# oh that grain!



## ChapmanHands (Oct 14, 2013)

These sumac shooters are always grained outrageously. I shaped this one to fall into my hand perfectly and is baby butt smooth. Finished with 2 coats of tung oil so far and a few more to go.


----------



## M.J (Nov 1, 2010)

Whoa!!
Love it!


----------



## devils son in law (Sep 2, 2014)

Quentin, I love it....I keep raiding the Sumac patches around here. It is a pretty fuzzy wood but man, is it ever nice!


----------



## Quercusuber (Nov 10, 2011)

What a FABULOUS little shooter!!!

Great work!!! :bowdown: :bowdown: :bowdown:

Cheers ..Q


----------



## Pauli (Feb 10, 2014)

That is beautiful !!


----------



## stinger (Jul 6, 2014)

Unreal.....its dreamy bud. Shape only outdone by the grain.


----------



## e~shot (Jun 3, 2010)

Awesome buddy!


----------



## treefork (Feb 1, 2010)

Oh that grain !


----------



## mr. green (Nov 3, 2012)

Love those Sumac grains and the finger hook. Looks very comfortable. Thanks for sharing, Quentin.


----------



## leon13 (Oct 4, 2012)

That looks real good
Cheerio


----------



## tyrone8511 (May 2, 2014)

Wow, she is a keeper.
Nice work


----------



## New dog old tricks (Jun 13, 2013)

Is it strange that I'm getting hungry looking at that catty?


----------



## Arnisador78 (Apr 10, 2013)

That is wild


----------



## Can-Opener (May 11, 2013)

Wow that is nice grain figure


----------



## toolmantf99 (Feb 16, 2012)

That is a beauty!


----------



## Susi (Mar 3, 2013)

I am SOOO happy to see the flood of natural forks on this forum. I like the tech but naturals built with ergo and grain such as yours are eye candy.

Say, let's have another vote to have two categories on the slingshot of the month contest...naturals and "other".

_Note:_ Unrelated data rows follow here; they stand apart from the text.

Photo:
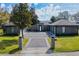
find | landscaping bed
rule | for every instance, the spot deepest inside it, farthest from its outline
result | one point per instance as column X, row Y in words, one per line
column 66, row 44
column 9, row 44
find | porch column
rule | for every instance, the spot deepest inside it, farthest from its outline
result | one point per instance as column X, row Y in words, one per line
column 54, row 30
column 40, row 28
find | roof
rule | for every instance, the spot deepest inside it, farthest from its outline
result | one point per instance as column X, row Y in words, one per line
column 64, row 23
column 44, row 22
column 8, row 24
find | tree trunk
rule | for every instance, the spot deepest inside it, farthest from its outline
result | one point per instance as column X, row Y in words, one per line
column 21, row 33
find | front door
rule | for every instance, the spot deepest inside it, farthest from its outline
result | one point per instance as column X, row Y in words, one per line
column 40, row 28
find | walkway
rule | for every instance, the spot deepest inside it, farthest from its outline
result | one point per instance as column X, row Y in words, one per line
column 38, row 43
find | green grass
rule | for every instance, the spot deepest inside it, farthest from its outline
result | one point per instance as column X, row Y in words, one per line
column 9, row 44
column 66, row 43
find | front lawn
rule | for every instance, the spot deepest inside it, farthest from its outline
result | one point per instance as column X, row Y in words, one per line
column 66, row 43
column 9, row 44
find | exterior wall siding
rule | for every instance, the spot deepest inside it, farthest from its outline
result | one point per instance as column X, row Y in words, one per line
column 69, row 30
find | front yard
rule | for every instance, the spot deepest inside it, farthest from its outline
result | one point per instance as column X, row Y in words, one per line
column 9, row 44
column 66, row 43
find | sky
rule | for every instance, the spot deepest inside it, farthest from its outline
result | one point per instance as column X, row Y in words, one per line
column 46, row 10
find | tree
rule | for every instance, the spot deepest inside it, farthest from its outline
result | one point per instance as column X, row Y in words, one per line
column 53, row 19
column 21, row 16
column 34, row 16
column 4, row 16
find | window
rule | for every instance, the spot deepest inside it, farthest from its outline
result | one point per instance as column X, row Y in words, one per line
column 63, row 29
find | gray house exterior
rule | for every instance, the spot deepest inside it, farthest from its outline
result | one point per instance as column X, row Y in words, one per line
column 60, row 27
column 10, row 29
column 64, row 27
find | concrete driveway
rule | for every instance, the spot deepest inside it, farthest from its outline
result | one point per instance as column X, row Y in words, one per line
column 38, row 43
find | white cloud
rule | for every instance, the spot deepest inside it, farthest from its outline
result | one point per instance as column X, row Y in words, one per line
column 35, row 3
column 47, row 12
column 2, row 5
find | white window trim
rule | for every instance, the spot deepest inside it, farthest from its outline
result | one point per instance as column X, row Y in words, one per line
column 63, row 29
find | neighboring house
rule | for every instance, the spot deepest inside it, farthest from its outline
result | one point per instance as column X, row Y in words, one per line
column 10, row 29
column 60, row 27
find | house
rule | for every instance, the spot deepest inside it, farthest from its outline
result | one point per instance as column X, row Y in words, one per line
column 64, row 27
column 10, row 29
column 60, row 27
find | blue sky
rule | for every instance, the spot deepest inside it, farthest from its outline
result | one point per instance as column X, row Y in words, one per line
column 46, row 10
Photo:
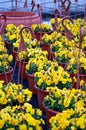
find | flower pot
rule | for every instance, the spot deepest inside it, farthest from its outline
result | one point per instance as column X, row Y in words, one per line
column 40, row 95
column 31, row 83
column 6, row 76
column 21, row 65
column 21, row 17
column 49, row 114
column 46, row 47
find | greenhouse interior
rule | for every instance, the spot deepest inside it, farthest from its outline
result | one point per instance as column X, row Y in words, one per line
column 42, row 65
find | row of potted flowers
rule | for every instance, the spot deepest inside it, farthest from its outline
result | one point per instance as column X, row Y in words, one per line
column 49, row 71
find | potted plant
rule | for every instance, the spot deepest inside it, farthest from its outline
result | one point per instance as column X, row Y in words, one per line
column 59, row 100
column 5, row 64
column 25, row 56
column 50, row 76
column 16, row 112
column 13, row 94
column 72, row 120
column 41, row 29
column 34, row 64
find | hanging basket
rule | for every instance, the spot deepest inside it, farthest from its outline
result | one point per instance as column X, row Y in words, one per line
column 6, row 76
column 21, row 17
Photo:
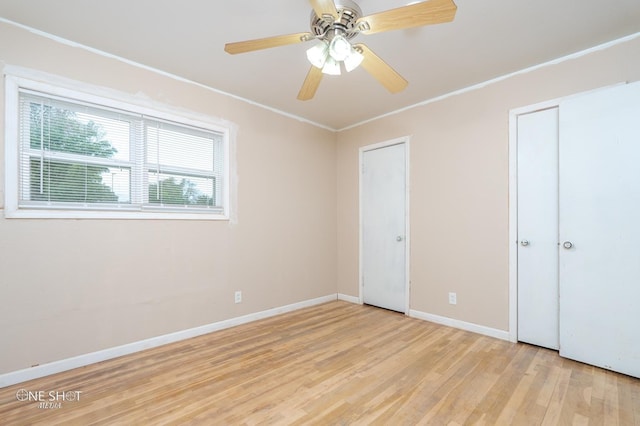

Cah we take another vote to divide the two types? It is simply not logical to judge horses and cows in the same county fair contest, and naturals and "other" gems are certainly a world of difference. That would be more fair to all entries/nominations. I can't see where something that takes many days.on end to make in the same category as something which took only hours or maybe a day to make. I am not discounting naturals by a long shot (pun intended) for I LOVE them, especially as of late with the ergo and grain etc.. as this baby pictured above has...and certainly won't discount any 'gem' which is festooned with laminations, core, you know, "schmaltz and fluff: either.

Whatcha say??

Chuck


----------



## M.J (Nov 1, 2010)

If you'd like to discuss SSOTM then you should do it in the "SSOTM Discussion" post, not hijack another post to do it.


----------



## DougDynasty (Jul 8, 2013)

I really wanta try working with sumac. U did a great job on this. Love the shape and design. Gorgeous slingshot. Where's the best place to get some sumac?


----------



## Sharker (Sep 15, 2013)

Its really interesting wood


----------



## bigron (Nov 29, 2012)

beautiful bit of grain porn right there


----------



## NOTATOY (Feb 17, 2015)

It looks unreal! Great work on shaping.


----------



## ChapmanHands (Oct 14, 2013)

I have been gone for a bit but am back again and wanted to thank everybody for the kind words and feed back. This one went to my cousin and he absolutely loves it. And Chuck, take your back handed compliments someplace else. You have no idea how much time I put into the shooters I make or anything else.


----------



## Bob Fionda (Apr 6, 2011)

It reminds me to the idea of perfection. The wood is stunning and the craftmanship, the shape, too.


----------



## ChapmanHands (Oct 14, 2013)

Thank you so much Bob, I appreciate the comment greatly, have a great day


----------



## Beanflip (Sep 11, 2010)

Sweet! Once again, if not for SSOTM I would have missed this one.


----------



## Beanflip (Sep 11, 2010)

Susi said:


> I am SOOO happy to see the flood of natural forks on this forum. I like the tech but naturals built with ergo and grain such as yours are eye candy.
> 
> Say, let's have another vote to have two categories on the slingshot of the month contest...naturals and "other".
> 
> ...


 http://slingshotforum.com/topic/32464-vote-for-ssotm-changes/


----------



## ChapmanHands (Oct 14, 2013)

Thanks beanflip


----------